Tuesday, September 19, 2006

Alco Products Schenectady, NY


Well this model railroader is spending the night at the Holiday Inn located in Schenectady, NY which come to find out is the home of Alco Products!
This RS 3 is on display across from the Holiday Inn downtown.
Alco Products got its start in Schenectady, NY in 1848 when John Ellis and Platt Potter and others of that city invited the Norris brothers of Philadelphia to establish a locomotive factory there. The needed $50,000 was raised by subscription, and the Schenectady Locomotive Engine Manufactury was built on land purchased from Union College, near the Erie Canal and the Mohawk River.
Somewhat more than a year after the company's founding, its first locomotive, "Lightning", was out shopped for delivery to the Utica and Schenectady Railroad. The "Lightning", though powerful and fast, had insufficient steaming capacity and was too heavy for the rails of the time. It was pronounced a failure. With no more orders forthcoming, the Norrises withdrew from the venture, and the enterprise was sold for taxes in February, 1851.
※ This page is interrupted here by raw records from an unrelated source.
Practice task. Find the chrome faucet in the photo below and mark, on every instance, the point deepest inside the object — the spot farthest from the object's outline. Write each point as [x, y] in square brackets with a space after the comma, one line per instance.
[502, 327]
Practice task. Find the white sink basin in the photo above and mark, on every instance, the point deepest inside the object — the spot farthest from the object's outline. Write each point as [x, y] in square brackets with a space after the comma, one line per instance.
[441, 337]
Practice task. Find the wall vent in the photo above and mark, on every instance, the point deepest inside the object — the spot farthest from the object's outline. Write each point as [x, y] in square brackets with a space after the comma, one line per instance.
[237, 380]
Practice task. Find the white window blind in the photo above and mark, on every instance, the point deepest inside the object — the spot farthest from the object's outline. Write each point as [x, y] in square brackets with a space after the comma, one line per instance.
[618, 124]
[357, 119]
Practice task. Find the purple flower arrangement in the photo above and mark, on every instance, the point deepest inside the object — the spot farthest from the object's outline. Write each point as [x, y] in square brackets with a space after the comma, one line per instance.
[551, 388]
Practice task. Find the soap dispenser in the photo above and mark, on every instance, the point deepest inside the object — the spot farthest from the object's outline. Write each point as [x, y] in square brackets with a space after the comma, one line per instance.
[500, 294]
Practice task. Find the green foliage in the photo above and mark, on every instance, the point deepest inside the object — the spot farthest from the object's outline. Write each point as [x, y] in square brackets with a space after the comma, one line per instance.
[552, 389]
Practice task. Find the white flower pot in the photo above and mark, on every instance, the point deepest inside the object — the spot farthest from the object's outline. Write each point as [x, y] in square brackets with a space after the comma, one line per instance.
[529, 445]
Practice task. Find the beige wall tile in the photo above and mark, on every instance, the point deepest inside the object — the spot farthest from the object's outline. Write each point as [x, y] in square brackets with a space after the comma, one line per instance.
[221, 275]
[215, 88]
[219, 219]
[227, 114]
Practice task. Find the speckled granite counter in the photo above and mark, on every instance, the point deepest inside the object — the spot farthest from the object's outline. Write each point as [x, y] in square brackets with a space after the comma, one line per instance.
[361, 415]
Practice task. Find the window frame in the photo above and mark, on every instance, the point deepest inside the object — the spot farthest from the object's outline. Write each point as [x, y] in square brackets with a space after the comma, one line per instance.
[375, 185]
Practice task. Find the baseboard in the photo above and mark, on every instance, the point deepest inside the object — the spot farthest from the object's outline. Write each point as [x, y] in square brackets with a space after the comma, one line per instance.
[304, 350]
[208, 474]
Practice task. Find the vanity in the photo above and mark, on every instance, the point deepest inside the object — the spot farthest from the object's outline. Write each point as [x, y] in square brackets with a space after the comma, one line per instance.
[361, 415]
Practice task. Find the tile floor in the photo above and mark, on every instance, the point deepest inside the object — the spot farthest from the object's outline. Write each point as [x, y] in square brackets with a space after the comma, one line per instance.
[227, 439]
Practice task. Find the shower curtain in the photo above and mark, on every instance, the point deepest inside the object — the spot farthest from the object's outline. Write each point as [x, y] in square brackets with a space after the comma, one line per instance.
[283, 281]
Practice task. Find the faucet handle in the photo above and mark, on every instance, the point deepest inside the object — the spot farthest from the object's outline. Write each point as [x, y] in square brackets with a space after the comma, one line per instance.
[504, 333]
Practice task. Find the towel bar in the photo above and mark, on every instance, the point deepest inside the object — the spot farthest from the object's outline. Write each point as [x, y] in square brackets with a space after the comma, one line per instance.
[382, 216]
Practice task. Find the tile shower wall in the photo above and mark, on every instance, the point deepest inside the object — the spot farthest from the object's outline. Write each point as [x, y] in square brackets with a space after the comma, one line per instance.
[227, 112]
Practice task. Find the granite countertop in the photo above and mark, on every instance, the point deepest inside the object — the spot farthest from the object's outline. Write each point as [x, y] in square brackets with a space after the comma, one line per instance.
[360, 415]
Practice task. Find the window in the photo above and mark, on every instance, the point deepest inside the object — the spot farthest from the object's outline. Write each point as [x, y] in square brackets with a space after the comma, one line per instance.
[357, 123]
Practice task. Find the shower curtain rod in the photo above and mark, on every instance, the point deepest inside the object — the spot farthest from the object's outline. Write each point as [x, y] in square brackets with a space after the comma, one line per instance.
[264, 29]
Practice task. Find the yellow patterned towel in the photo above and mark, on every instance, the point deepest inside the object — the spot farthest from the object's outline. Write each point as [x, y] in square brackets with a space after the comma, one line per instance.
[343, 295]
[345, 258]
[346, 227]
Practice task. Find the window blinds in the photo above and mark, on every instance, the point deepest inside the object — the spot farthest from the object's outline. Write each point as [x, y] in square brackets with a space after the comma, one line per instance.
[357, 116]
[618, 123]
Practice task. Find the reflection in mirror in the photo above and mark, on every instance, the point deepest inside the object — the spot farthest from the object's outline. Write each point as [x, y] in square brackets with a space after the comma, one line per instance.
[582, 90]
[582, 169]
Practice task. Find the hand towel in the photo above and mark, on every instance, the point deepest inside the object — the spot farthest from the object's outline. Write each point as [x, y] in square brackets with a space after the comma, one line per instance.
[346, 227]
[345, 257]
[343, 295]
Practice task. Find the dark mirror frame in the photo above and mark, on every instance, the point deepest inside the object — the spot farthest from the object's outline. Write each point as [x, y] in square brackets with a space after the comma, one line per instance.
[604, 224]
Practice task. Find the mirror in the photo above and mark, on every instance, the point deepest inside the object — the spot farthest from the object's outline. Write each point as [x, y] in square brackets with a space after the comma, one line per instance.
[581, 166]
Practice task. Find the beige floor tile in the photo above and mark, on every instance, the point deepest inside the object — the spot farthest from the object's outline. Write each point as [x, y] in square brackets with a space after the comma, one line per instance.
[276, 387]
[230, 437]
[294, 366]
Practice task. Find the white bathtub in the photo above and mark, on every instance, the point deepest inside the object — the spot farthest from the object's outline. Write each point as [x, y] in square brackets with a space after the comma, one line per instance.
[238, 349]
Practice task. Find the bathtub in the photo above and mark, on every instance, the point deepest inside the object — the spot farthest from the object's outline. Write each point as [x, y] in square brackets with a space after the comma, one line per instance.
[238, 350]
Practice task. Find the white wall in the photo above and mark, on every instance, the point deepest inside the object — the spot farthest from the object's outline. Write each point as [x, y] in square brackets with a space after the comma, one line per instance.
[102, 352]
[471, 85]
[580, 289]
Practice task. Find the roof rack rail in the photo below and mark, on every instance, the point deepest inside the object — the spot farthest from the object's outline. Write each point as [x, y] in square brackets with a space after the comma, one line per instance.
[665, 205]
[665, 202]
However, the company's principals felt that the manufacture of locomotives in the early and important railroad center bounded by the Hudson and Mohawk Rivers could flourish, and in May, 1851, the Schenectady Locomotive Works was formed. The same management (exclusive of the Norris brothers) headed the new company. Fortunately, Walter McQueen, the famous mechanic, was interested in the new firm, and significant production soon began. More than two hundred locomotives were manufactured over the next six years. During the financial panic of 1857, John Ellis, then one of the trustees , took advantage of the company's temporary reverses to gain a solid majority of its stock.
During the Civil War, Schenectady supplied at least eighty-four locomotives for the U.S. Military Railroad, many of which had been built as far-seeing speculative venture shortly before the conflict started. Between the War and 1870 fire and flood ravaged the facility, resulting in much reconstruction and modernization. During this period Schenectady produced the famous 4-4-0, "Jupiter", which figured in the Promontory Point celebration of the first transcontinental railroad. Most of the Schenectady locomotives were, like the "Jupiter", of a conventional design marketed to satisfy growing domestic needs.
As railroads multiplied throughout the seventies and eighties, so did the Schenectady Works expand yearly in both manpower and manufacturing capacity. The Ellis family retained control through the end of the century and, except for a brief defection, Walter McQueen oversaw mechanical considerations. Indeed, "McQueen engines" were widely known for their substantial excellence. Another notable locomotive designer, A.J. Pitkin, joined the firm during this period. He was to earn particular fame as the creator of the high speed 4-4-0's of the NYC&HR RR. Also he was later destined to head the firm of consolidated companies that became American Locomotive.